Thinly at first, like distant chimes, the light crept up above the rim of the sea. The black sand became gray. From a house across the fields there was a cockcrow. The wings of birds moved against the sky with a swift and living rhythm. A fish broke the surface of the water in a golden arch. The lengthening lines of light slid toward the clouds until they touched them and the dawn shattered the gray silence.

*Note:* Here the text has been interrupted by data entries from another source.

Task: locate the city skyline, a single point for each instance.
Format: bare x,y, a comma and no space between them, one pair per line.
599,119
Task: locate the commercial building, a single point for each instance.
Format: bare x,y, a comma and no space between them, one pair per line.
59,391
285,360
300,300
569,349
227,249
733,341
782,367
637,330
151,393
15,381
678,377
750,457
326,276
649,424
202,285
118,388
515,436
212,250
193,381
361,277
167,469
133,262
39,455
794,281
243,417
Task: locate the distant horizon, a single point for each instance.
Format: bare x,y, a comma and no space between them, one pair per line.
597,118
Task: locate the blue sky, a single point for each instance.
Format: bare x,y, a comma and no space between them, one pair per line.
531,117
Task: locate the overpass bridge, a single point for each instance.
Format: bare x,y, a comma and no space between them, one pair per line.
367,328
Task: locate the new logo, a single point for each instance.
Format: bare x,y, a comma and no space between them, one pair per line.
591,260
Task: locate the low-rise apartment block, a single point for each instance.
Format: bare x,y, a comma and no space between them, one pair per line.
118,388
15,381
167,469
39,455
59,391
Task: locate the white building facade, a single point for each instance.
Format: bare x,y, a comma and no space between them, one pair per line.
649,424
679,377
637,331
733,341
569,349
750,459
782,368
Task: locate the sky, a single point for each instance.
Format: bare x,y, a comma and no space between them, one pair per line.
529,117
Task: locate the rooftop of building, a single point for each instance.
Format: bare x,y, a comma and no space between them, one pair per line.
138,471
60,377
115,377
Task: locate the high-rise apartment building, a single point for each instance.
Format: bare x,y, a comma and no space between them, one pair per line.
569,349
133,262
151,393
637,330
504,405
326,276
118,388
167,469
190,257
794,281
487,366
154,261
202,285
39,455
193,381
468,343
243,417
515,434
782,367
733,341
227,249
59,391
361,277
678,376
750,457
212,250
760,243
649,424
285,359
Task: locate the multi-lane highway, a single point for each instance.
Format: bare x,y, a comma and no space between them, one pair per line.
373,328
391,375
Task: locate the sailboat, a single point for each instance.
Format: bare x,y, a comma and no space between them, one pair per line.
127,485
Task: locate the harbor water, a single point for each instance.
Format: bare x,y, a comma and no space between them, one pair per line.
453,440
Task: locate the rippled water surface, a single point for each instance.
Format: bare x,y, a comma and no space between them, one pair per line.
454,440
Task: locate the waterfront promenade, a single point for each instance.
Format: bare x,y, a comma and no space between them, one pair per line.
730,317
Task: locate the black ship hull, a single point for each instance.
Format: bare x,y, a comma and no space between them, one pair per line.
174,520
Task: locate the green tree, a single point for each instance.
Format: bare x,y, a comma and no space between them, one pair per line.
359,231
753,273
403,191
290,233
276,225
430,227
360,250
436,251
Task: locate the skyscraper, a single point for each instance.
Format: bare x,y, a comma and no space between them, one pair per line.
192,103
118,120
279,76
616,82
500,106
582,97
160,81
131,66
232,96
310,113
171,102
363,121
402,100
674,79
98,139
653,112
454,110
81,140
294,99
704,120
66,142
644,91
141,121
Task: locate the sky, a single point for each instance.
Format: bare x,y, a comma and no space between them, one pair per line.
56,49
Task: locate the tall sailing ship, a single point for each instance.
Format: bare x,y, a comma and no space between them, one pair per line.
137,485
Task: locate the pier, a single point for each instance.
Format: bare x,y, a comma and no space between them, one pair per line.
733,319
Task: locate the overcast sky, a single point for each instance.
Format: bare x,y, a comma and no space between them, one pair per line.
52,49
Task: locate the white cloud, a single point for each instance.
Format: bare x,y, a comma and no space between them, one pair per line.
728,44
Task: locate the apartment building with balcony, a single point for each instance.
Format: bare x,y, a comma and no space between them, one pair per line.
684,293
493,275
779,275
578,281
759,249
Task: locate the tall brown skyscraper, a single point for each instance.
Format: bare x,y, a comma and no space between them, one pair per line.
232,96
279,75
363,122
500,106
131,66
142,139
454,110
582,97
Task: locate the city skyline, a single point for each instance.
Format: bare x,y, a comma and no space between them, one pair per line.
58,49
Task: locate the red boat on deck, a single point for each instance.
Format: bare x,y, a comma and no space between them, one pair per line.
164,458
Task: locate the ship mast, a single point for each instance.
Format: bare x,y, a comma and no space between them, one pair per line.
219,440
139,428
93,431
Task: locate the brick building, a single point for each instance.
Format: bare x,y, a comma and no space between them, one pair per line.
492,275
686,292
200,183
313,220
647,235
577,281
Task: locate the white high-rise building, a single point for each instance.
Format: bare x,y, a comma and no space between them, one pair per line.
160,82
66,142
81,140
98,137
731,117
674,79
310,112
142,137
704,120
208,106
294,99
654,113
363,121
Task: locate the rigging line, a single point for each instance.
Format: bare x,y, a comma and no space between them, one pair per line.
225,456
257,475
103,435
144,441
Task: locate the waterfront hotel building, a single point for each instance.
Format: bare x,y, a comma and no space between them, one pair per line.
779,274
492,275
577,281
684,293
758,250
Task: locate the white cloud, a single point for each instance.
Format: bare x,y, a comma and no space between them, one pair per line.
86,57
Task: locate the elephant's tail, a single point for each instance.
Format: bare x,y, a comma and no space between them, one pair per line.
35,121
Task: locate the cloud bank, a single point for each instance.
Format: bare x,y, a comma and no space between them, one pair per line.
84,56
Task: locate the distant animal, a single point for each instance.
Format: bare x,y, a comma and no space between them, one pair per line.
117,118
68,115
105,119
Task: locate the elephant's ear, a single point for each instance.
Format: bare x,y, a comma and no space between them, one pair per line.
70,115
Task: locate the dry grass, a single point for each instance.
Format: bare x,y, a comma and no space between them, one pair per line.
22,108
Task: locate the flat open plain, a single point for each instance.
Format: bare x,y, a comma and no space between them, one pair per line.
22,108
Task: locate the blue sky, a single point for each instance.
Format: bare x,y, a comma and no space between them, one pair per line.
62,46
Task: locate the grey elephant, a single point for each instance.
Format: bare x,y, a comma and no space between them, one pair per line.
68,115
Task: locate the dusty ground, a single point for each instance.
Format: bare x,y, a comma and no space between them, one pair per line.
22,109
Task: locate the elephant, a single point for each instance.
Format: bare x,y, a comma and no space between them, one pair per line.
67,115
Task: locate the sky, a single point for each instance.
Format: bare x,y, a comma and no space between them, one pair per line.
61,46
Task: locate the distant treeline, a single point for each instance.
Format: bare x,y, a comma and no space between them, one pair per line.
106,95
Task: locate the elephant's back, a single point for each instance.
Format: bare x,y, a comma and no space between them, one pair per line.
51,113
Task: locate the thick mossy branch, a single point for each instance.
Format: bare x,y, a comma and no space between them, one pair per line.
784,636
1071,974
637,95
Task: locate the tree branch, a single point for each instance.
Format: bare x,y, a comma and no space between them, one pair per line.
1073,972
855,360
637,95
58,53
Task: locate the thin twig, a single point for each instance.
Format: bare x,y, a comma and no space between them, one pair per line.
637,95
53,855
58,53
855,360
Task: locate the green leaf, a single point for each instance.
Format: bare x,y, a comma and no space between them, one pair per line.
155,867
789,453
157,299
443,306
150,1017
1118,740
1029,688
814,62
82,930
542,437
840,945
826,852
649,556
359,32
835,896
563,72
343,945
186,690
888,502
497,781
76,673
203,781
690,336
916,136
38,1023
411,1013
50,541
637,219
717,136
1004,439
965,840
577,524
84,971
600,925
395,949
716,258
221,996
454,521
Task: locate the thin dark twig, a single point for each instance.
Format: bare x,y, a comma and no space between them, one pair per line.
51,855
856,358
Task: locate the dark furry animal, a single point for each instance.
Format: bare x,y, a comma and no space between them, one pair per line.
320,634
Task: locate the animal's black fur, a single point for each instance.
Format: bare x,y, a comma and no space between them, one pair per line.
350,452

Now over all the beach there was the movement of men. Under the golden flaming sky men went toward the sea and waded in to stand knee-deep, bending over, groping with their hands for food in the great purple canopy. The cold waters clamped their wrists with steel bands, iron bars pressed down across their bending backs, and hunger bored in their bellies like a rusted awl. The red sun stared into their red and swollen eyes. The hard rocks tore at their hands, and their own blood mingled with the purple flood. They stirred the cold and sterile waters, while behind them on the shore the sick and the wounded plucked with their fingers at the grains of sand. The murmur of their voices rose with the rising day, subdued at first, then louder, swelling more deeply, rising into the sky, filling it, the voices of the living and of the dying, the hunger of the living and of the dying, and, echoing back from the earth and the sea, the voices of the hundred-millionthroated dead.